Rhinoplasty is well known to be a challenging facial reshaping surgery. This is because of its many anatomic components and the lack of an exact science as to how their alteration and healing will translate into the patient’s desired aesthetic effect. Considerable debate has existed for decades as to which approach to rhinoplasty, open vs closed, offers the best result. But in reality this consideration is way down on the list as to why rhinoplasty surgery may not produce the desired results.
In the November 2021 issue of the Plastic and Reconstructive Surgery journal an article was published on this topic entitled ‘Why Primary Rhinoplasty Fails’. In this paper the authors review seven (7) preoperative and intraoperative reasons why this happens which includes poor patient selection, incongruent patient expectations, inadequate preoperative nasofacial analysis, creating a functional problem, wound healing, lack of structural support and dead space closure.
Poor Patient Selection
Good patient selection is obviously critical for any aesthetic surgery and rhinoplasty is no different. Rarely is a ‘poor’ patient so obvious that the so called red flag is literally evident on their forehead during the consultation. The authors have discussed multiple indications that can help identify the more subtle signs of patients that are at higher risks of postoperative dissatisfaction. One of these signs, which has been recognized almost as long as rhinoplasty surgery has been performed, is the disconnect between the magnitude of the nasal deformity and the patient’s concern about it. When the nose shape problem seems way less than the level of the patient’s distress about it one has to be very careful about moving forward with surgery. That is a lot of pressure to put on an operative outcome which the patient hopes will be potentially life changing.
One of the more contemporary red flags, because of social media, is the younger patient in particular who comes in with many pictures of celebrities noses, other people’s results, and have done their own often unrealistic imaging of what they want their nose to look like. They may well have dozens to hundreds of pictures on their phone of noses, theirs and others, from every conceivable angle. While such forethought is not always bad it can lead to patients assuming that changing the shape of the nose is almost like changing one’s clothes. Surgery is not like Instagram, results are neither immediate or always turn out exactly like imaged pictures.

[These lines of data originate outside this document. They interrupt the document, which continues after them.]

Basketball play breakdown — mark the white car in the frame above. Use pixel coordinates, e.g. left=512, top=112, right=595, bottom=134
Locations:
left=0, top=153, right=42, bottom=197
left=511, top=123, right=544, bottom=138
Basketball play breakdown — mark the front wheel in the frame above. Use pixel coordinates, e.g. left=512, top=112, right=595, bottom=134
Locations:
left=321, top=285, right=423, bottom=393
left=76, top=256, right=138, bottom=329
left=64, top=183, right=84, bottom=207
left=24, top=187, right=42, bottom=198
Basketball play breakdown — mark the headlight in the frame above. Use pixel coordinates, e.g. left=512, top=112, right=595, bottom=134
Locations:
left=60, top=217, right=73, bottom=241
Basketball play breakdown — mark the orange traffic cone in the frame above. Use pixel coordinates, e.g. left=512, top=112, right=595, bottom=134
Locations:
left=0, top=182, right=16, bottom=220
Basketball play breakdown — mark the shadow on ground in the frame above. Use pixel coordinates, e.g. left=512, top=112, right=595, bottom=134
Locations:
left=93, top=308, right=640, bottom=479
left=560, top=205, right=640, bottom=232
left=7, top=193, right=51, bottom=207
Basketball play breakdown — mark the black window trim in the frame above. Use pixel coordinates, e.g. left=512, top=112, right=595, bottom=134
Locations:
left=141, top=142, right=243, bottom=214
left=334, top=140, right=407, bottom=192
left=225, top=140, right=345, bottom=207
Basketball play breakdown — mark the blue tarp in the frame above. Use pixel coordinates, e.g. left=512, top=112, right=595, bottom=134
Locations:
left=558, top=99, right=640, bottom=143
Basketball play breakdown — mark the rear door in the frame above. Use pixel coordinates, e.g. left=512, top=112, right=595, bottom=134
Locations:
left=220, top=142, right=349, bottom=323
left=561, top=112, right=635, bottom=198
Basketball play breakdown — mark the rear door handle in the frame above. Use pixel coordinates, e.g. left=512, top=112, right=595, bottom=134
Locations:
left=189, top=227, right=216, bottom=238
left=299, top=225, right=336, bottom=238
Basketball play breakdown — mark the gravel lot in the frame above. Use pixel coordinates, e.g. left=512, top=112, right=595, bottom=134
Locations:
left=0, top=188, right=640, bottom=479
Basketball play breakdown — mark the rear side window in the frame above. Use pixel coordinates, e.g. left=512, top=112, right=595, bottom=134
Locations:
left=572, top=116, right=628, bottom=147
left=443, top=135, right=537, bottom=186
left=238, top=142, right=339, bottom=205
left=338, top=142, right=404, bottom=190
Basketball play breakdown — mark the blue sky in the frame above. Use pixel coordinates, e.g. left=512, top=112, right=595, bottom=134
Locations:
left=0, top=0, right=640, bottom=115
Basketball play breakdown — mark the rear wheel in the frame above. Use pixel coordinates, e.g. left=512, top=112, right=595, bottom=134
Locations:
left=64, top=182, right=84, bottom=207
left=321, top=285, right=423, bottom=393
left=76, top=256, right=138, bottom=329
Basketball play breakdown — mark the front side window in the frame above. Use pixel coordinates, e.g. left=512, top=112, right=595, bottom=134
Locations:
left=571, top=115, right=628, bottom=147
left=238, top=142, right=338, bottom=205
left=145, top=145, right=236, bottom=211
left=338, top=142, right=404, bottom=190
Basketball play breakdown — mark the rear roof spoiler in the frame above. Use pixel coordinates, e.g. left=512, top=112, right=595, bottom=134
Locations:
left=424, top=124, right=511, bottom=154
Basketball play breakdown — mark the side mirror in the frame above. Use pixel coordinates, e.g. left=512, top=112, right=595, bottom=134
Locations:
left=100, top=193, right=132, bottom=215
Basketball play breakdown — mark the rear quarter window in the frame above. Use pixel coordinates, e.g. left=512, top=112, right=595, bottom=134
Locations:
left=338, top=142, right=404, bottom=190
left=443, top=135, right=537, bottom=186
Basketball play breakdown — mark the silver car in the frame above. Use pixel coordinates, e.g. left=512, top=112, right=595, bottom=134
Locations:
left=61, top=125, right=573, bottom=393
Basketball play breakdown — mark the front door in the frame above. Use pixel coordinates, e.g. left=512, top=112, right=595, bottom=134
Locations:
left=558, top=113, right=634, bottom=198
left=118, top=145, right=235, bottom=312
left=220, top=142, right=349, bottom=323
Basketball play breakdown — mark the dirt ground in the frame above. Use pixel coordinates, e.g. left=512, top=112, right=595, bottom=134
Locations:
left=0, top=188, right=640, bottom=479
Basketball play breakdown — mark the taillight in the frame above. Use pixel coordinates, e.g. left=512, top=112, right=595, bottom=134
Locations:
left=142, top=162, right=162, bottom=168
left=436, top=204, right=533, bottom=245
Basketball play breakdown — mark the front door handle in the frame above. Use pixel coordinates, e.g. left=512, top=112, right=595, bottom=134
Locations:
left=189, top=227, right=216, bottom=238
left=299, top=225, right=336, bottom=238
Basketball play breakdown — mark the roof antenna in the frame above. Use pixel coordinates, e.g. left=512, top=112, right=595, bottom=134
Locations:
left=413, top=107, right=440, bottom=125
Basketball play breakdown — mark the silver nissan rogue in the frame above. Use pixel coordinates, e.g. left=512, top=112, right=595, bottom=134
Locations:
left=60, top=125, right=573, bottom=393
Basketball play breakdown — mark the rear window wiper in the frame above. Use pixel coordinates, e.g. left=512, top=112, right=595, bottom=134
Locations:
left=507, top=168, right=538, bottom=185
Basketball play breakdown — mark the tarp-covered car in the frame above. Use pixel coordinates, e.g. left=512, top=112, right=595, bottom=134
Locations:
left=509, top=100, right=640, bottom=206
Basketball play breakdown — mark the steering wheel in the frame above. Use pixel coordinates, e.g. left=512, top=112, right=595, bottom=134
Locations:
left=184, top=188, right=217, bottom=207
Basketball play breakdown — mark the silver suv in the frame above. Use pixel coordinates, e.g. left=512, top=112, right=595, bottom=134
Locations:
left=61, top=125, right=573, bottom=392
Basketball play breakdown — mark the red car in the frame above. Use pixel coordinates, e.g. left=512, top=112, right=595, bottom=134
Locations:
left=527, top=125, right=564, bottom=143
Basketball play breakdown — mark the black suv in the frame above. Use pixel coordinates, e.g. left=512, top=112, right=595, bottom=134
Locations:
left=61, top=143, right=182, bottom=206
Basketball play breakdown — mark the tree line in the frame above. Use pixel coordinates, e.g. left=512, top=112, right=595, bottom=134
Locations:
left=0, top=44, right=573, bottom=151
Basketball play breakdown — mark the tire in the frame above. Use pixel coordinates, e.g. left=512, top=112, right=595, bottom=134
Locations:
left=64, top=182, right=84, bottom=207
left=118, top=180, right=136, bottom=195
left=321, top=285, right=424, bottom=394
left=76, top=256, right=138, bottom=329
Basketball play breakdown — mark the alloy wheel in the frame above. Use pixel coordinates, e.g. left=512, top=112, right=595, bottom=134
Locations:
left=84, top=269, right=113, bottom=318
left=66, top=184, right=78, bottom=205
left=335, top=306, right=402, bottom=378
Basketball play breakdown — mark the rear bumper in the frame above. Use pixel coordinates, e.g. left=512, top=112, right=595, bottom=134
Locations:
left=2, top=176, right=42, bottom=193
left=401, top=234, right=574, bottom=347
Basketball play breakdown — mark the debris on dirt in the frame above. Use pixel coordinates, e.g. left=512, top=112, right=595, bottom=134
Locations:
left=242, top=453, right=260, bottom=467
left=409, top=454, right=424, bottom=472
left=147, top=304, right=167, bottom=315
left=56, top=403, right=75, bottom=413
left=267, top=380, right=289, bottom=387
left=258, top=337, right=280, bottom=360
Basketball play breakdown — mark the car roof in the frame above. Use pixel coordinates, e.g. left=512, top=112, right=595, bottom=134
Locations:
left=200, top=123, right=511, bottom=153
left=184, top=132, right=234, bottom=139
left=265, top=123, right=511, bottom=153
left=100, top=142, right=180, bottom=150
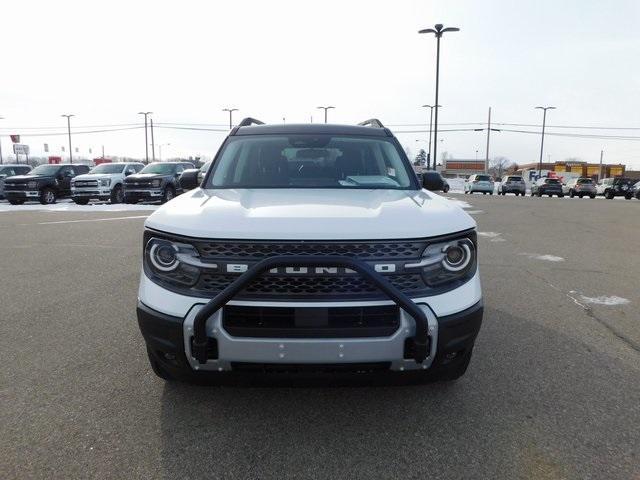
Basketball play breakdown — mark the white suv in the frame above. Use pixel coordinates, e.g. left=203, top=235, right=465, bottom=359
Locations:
left=137, top=119, right=483, bottom=380
left=71, top=163, right=144, bottom=205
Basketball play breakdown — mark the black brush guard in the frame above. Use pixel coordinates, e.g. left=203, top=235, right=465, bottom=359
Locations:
left=192, top=255, right=429, bottom=364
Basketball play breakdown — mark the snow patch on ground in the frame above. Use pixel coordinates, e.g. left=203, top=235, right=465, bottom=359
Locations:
left=580, top=295, right=630, bottom=306
left=0, top=201, right=160, bottom=213
left=478, top=232, right=502, bottom=238
left=520, top=253, right=564, bottom=262
left=446, top=197, right=473, bottom=209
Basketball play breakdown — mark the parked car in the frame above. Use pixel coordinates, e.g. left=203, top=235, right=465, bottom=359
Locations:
left=137, top=119, right=483, bottom=381
left=597, top=177, right=635, bottom=200
left=71, top=163, right=144, bottom=205
left=124, top=162, right=194, bottom=203
left=180, top=161, right=212, bottom=191
left=531, top=177, right=564, bottom=198
left=464, top=174, right=494, bottom=195
left=0, top=165, right=31, bottom=198
left=498, top=175, right=527, bottom=196
left=563, top=178, right=597, bottom=198
left=418, top=170, right=449, bottom=193
left=4, top=163, right=89, bottom=205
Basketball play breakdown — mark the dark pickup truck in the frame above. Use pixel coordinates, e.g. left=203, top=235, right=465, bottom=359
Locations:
left=4, top=163, right=89, bottom=205
left=124, top=162, right=194, bottom=203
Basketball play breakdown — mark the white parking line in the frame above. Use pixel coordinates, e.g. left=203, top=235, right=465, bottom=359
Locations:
left=36, top=215, right=149, bottom=225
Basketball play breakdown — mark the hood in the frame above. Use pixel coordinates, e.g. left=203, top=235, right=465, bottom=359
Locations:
left=73, top=173, right=115, bottom=180
left=4, top=175, right=54, bottom=183
left=125, top=173, right=165, bottom=182
left=145, top=188, right=476, bottom=240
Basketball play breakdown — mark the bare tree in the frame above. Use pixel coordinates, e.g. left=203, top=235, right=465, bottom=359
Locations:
left=489, top=157, right=513, bottom=177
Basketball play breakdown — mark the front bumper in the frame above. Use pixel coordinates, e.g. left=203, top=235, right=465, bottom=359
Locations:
left=4, top=190, right=40, bottom=200
left=124, top=188, right=163, bottom=200
left=137, top=272, right=483, bottom=375
left=71, top=187, right=111, bottom=200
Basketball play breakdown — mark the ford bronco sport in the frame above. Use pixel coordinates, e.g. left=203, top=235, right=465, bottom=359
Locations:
left=137, top=118, right=483, bottom=381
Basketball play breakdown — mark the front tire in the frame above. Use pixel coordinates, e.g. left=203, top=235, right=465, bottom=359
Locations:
left=40, top=188, right=56, bottom=205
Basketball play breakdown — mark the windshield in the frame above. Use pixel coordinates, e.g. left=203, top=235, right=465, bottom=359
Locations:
left=27, top=165, right=60, bottom=175
left=140, top=163, right=177, bottom=175
left=205, top=135, right=416, bottom=189
left=89, top=163, right=124, bottom=173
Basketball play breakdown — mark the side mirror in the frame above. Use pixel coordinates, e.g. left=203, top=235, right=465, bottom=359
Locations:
left=422, top=175, right=444, bottom=191
left=180, top=170, right=199, bottom=190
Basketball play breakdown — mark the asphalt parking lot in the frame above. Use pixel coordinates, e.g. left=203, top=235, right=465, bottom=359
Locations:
left=0, top=195, right=640, bottom=479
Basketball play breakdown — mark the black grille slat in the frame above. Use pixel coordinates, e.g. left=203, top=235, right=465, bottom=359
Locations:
left=193, top=273, right=426, bottom=299
left=196, top=241, right=426, bottom=259
left=222, top=305, right=400, bottom=338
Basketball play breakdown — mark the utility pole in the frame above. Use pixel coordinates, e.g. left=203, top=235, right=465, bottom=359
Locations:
left=598, top=149, right=604, bottom=181
left=222, top=108, right=238, bottom=130
left=150, top=118, right=156, bottom=162
left=484, top=107, right=491, bottom=173
left=318, top=106, right=336, bottom=123
left=418, top=23, right=460, bottom=175
left=138, top=112, right=153, bottom=165
left=0, top=117, right=4, bottom=165
left=536, top=107, right=556, bottom=178
left=60, top=114, right=74, bottom=163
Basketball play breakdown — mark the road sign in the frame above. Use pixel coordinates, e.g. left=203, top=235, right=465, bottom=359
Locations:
left=13, top=143, right=29, bottom=155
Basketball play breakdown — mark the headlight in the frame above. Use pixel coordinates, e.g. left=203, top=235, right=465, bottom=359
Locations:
left=144, top=237, right=200, bottom=286
left=405, top=233, right=476, bottom=287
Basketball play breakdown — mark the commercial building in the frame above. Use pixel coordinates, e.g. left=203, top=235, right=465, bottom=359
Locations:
left=517, top=162, right=625, bottom=181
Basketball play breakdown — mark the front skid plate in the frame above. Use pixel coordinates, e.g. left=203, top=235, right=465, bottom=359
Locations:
left=183, top=304, right=438, bottom=371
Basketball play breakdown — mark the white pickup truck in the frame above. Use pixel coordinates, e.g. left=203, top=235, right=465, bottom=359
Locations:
left=71, top=162, right=144, bottom=205
left=137, top=118, right=483, bottom=381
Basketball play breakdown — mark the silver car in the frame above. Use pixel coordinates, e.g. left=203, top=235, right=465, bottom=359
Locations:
left=0, top=165, right=31, bottom=198
left=564, top=178, right=597, bottom=198
left=464, top=174, right=494, bottom=195
left=498, top=175, right=527, bottom=196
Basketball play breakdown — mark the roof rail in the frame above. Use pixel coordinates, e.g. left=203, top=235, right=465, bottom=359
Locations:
left=358, top=118, right=384, bottom=128
left=238, top=117, right=264, bottom=127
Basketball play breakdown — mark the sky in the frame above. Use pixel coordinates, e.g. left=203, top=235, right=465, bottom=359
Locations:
left=0, top=0, right=640, bottom=169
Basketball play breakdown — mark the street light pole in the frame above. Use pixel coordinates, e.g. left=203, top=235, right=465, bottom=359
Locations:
left=318, top=106, right=336, bottom=123
left=60, top=113, right=75, bottom=163
left=418, top=23, right=460, bottom=170
left=0, top=117, right=4, bottom=165
left=222, top=108, right=238, bottom=130
left=149, top=117, right=156, bottom=162
left=422, top=105, right=442, bottom=170
left=536, top=107, right=556, bottom=178
left=138, top=112, right=153, bottom=165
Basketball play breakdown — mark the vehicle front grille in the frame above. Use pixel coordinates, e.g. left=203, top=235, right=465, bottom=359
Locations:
left=193, top=273, right=426, bottom=299
left=196, top=241, right=426, bottom=260
left=73, top=180, right=98, bottom=188
left=222, top=305, right=400, bottom=338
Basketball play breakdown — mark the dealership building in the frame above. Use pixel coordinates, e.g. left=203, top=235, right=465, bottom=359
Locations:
left=517, top=162, right=626, bottom=181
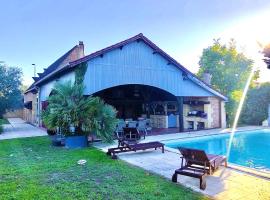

Incongruent Patient Expectations
While understanding what the patient wants to achieve is important, helping the patient get a handle on what can not be done is even more important. Every rhinoplasty patient needs preoperative imaging but the role of such imaging is frequently misunderstood or misused. Since computer imaging can be used to literally make any digital image change the key to its use in my opinion is to show truly realistic imaging. Or even better underestimate the magnitude of the potential nose shape change. This is the well known underpromise and over deliver approach. It is important to recognize that patients largely focus on the benefits of any aesthetic surgery, which is largely what they have thought the most about, and risks/adverse outcomes are issues that happen to others. As a result it is important to help the patient understand what the limitations of their rhinoplasty surgery is to provide some balance in their thinking.
Inadequate Presurgical Nasofacial Analysis
Assessing the nose visually from different angles is critical but feeling the outside of it and looking inside has great merit also. Whether the patient has breathing problems or not it is always a good idea to take a speculum and light and have a look inside. While this does not allow for a view all the way back to the choanae it does provide visualization of the mid- to caudal septum, internal nasal valves and the inferior and middle turbinates. Sometimes you might be surprised as to what you find.
The authors lay out a 10-7-5 detailed anatomic assessment system from the front, side and the basal views. This is an excellent guide that can be used as a work sheet that allows the surgeon to not overlook any aspect of the preoperative nasal analysis. When matching this assessment with the patient’s three primary nasal concerns one is largely assured of not missing how on how to a surgical plan that has the best chance for a good outcome.